I think that is a massive responsibility. It’s greater than for example being a GitHub organization owner. Because the worst they can do is delete the whole org, but have very limited access to private information like this. The responsibility of handling that private data lies with GitHub as a platform. (Although that could arguably be worse :sweat_smile: for your privacy)

Trust model of Discourse Admins

Basically this means, Admins require ultimate trust. Or put differently, a “bad admin” could cause not just great disruption, but even violate privacy in the moral sense and legal sense, breaking GDPR laws.

Personally I would rather have a technical solution like e2e encryption to avoid needing to give this level of trust to anyone. But this is what Discourse can offer today. So I would like to discuss with everyone how we should handle this.

Minimal admins, bus factor

So one option, we could say let’s have the least number of admins because the risk of abuse increases with each one. That would lead to a bus factor.
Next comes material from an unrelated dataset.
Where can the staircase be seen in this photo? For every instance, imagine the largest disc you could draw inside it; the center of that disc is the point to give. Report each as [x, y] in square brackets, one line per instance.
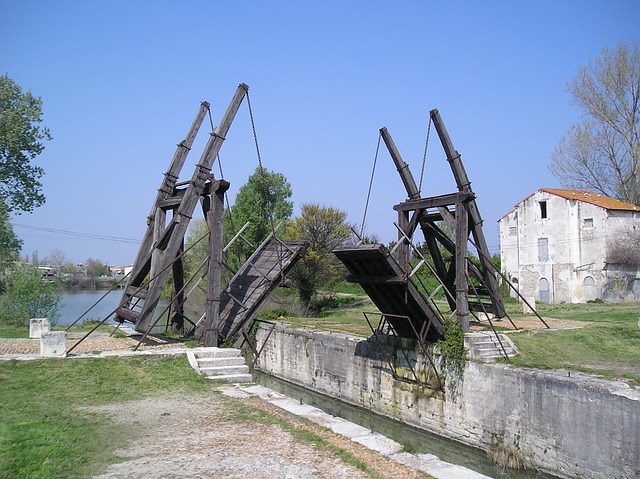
[485, 347]
[220, 364]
Losing private message I don’t think is the end of the world, but needing to ask all your users to sign up to a new forum and losing the public discussions, that would be the main disruption for me.

Bus factor mitigation admins

Following from the above option, you might argue, we should have a couple of extra admins, each having their independent backups. So it’s more likely we can recover from an admin going MIA. But each of these admins would need to be trusted with the access to this private data, they can’t share the backups in a public archive or something for the same reason.

Public data backups

We can look into tools that allow backups of all the public data. Unfortunately that means we wouldn’t be able to save functional user accounts (private emails, hashed passwords, are not public data). But would enable anyone who’s interested to keep a backup of the public discussions.

Thoughts / more options?

Would like to hear how everyone feels we should approach this. Or perhaps if we should look into other options (some 2 out of 3 encryption setup?).

3 Likes

Same. We want to minimize risk while maximizing productivity. Encryption can help. Would be great if Discourse was e2e encrypted, but that generally makes things heavier and harder to verify.
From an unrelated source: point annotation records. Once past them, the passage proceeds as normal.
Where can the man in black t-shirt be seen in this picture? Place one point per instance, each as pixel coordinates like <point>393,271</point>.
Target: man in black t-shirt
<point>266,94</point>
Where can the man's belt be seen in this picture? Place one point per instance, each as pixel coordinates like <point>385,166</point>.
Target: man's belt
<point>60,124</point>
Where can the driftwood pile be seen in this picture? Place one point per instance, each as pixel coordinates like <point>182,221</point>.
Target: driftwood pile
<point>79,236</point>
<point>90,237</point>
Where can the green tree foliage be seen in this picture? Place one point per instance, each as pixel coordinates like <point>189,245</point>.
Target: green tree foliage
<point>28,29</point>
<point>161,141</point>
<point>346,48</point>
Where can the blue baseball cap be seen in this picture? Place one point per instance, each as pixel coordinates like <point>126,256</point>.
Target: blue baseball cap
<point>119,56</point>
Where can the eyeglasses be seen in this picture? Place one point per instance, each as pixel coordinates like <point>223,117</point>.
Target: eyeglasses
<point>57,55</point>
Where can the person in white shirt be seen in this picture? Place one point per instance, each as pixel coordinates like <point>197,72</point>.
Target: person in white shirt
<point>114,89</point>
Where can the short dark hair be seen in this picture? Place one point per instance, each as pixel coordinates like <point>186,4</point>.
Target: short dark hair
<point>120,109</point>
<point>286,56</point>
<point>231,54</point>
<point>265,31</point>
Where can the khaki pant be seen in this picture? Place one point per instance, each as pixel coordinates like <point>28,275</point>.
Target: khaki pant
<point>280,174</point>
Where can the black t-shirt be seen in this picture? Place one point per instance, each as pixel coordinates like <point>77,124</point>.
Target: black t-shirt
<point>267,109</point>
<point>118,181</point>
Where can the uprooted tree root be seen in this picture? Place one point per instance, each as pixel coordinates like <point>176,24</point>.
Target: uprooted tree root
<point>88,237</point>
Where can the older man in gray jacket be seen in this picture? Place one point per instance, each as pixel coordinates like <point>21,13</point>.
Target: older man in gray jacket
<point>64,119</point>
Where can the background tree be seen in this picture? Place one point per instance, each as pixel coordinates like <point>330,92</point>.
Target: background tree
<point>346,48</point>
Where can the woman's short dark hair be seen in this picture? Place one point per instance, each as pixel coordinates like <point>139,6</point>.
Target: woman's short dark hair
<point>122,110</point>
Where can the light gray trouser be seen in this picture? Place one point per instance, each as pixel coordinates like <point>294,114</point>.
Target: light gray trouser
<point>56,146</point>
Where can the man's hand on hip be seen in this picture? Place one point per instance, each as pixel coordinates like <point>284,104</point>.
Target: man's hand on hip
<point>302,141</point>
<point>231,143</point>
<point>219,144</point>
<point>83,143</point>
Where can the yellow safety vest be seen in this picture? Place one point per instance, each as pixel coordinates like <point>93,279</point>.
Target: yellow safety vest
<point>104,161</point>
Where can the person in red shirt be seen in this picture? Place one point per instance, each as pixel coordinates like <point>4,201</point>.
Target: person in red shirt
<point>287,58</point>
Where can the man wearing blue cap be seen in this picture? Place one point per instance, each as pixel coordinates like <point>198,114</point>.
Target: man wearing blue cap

Interestingly enough blockchains combine public access and encryption, and public/private key pairs could be used to encrypt DMs, and if passwords were salted then the hashes would be very hard to decipher, but that’s not the reality of the situation today. Would be really cool if V2, V3, or VX of SourceCred had all these features.

Are we certain that there are no ways to backup data without revealing private data?
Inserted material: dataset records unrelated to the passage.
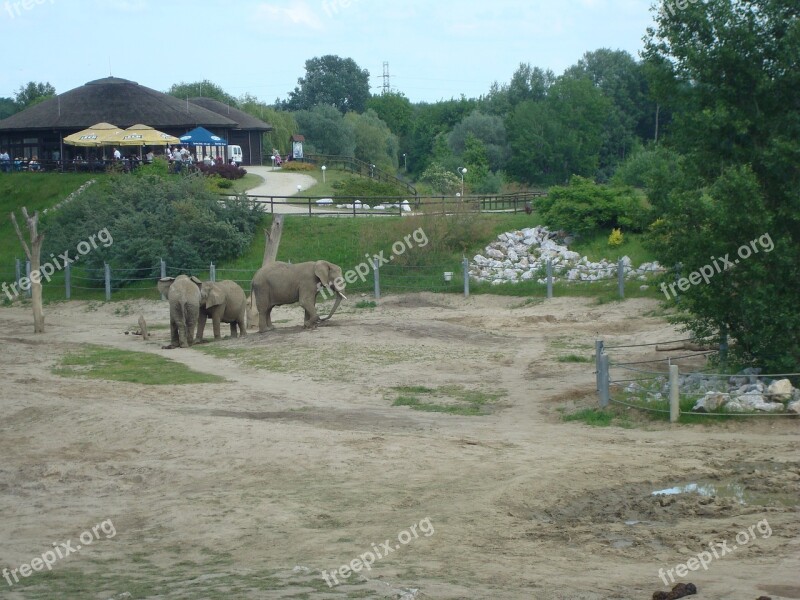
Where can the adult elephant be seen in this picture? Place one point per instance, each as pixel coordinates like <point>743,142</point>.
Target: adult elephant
<point>281,283</point>
<point>183,293</point>
<point>225,302</point>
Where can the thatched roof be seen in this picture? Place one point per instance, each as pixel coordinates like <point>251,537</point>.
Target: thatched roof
<point>245,121</point>
<point>118,101</point>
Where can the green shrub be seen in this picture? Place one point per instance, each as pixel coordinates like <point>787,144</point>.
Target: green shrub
<point>177,218</point>
<point>584,206</point>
Would admins be able to download and then clean the data to create regular snapshots for the SourceCred community? (sounds like a lot of work)

Would we be able to download the data, but maybe then encrypt it via a multisig so that only a combination of trusted community members can unlock it if need be? (then you’re still trusting those community members, but then you could have 1 or 2 admins and 5-10 keys for encryption/decryption)

Thanks for bringing this up!

For reference, here’s what bus factor is lol

And losing the archive of trails and docs and things too!

Would be great if eventually we could just put SourceCred on a blockchain to have an immutable record of public data for the project.

I would say:

  • do more research to understand exactly what’s possible
  • minimize risk, but not worry about it too much as we’re still at trust level 1
  • explore moving to a blockchain (Cosmos chains are relatively affordable)

I mean the options are tied to opportunity cost. I’m sure I could build one of these tools if I spent two months. But if that’s what it takes I rather put two months towards sourcecred so I can boost someone else building it.

Same applies to research and migrating. If there’s a tool I could deploy in a day or two that would work for me. Also happy to pledge something towards that end.

1 Like

Yeah, I’m not super worried about the trust issues yet. I think keeping having a trusted contributor keep at least a monthly backup of the whole forum would be great… just in case. I’ve been doing this informally, but I’m not great at consistently repeating processes, so I’m not the best choice to be our backup keeper.

Added to the Initiatives WIshlist Category.